Pour Solange Odjo épouse Ahlonsou, Directrice adjointe de la Promotion de la scolarisation au Ministère des enseignements maternel et primaire (Memp), cet événement a lieu chaque année.

« Cet événement regroupe les meilleurs de chaque commune. 5 y sont retenus après la proclamation des résultats du Cep parce que les enfants. Pour ce qui concerne la cérémonie de ce jour mercredi 14 octobre 2015, 5 enfants des 09 communes du département de l’Ouémé. Cela fait 45 enfants primés. Ces enfants proviennent aussi bien des écoles privées que publiques » a-t-elle expliqué. Celle-ci a ajouté que ces lots donnent le courage à ces enfants de continuer dans la même lancée au niveau du secondaire. « Cela les motive. Cette forme de motivation des enfants a boosté le taux de scolarisation et le taux de réussite au Cep. Car pour l’examen du Cep, il y a l’entrée en sixième qui est conditionnée par une certaine moyenne dans les matières fondamentales notamment le Français et la Mathématiques. Et en plus le certificat. C’est tout cet ensemble que nous regardons pour les sélectionner » a-t-elle signalé.

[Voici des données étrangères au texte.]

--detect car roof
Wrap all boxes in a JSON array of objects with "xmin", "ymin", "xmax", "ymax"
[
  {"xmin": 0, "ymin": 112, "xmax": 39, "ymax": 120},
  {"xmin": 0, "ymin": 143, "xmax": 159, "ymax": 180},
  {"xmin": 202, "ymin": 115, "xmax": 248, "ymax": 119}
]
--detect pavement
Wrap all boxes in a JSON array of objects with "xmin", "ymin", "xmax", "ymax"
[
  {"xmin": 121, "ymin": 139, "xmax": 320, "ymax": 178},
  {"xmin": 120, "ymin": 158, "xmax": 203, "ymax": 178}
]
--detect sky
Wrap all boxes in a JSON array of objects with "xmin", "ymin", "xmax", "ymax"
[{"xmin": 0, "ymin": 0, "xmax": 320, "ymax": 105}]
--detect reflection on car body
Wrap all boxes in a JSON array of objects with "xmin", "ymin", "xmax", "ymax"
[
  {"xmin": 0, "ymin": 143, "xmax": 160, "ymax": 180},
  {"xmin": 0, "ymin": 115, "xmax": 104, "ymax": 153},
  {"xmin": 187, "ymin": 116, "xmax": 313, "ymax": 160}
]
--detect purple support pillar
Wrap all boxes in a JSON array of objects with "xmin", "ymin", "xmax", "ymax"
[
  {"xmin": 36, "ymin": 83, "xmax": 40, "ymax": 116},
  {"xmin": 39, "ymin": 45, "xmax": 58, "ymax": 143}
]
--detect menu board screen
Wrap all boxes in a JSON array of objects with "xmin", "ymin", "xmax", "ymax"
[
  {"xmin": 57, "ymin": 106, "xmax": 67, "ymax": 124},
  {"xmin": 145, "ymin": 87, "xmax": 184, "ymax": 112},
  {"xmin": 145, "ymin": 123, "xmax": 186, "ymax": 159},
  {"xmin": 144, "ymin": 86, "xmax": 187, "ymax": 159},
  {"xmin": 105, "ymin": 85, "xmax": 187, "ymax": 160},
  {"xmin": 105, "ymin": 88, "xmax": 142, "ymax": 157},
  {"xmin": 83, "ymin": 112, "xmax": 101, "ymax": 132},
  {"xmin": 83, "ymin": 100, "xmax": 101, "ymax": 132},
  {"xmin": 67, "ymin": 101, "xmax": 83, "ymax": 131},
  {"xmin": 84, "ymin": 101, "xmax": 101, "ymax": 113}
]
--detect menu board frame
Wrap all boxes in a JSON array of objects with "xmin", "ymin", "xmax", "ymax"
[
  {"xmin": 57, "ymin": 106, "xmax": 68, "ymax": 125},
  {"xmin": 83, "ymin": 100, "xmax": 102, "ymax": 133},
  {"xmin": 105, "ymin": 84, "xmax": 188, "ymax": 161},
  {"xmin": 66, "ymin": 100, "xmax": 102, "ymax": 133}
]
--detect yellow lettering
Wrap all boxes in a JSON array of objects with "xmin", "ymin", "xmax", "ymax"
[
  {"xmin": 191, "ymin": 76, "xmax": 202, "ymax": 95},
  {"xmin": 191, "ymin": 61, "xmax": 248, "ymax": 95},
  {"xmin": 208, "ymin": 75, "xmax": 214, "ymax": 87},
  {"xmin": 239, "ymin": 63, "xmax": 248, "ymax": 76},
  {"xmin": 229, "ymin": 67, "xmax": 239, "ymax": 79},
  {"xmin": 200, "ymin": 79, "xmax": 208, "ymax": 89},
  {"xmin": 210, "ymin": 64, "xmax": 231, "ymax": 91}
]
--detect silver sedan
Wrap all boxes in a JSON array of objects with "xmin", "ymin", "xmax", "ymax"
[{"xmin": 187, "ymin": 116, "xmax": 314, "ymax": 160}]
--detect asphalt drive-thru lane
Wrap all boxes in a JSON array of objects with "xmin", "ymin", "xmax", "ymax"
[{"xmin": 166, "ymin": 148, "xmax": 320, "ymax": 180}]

Les parents très satisfaits de l’organisation, ont souhaité que pour l’édition prochaine, le nombre d’enfants à primer par commune soit revu à la hausse. Il est à noter qu’avant la cérémonie de remise des lots, une colonie de vacances a été organisée à l’intention de ces enfants au plan national pendant deux semaines où ils ont parcouru les sites touristiques, visité les personnalités du pays, logé dans de beaux hôtels, et partagé un repas avec le ministre qui a promis de faire mieux l’année prochaine.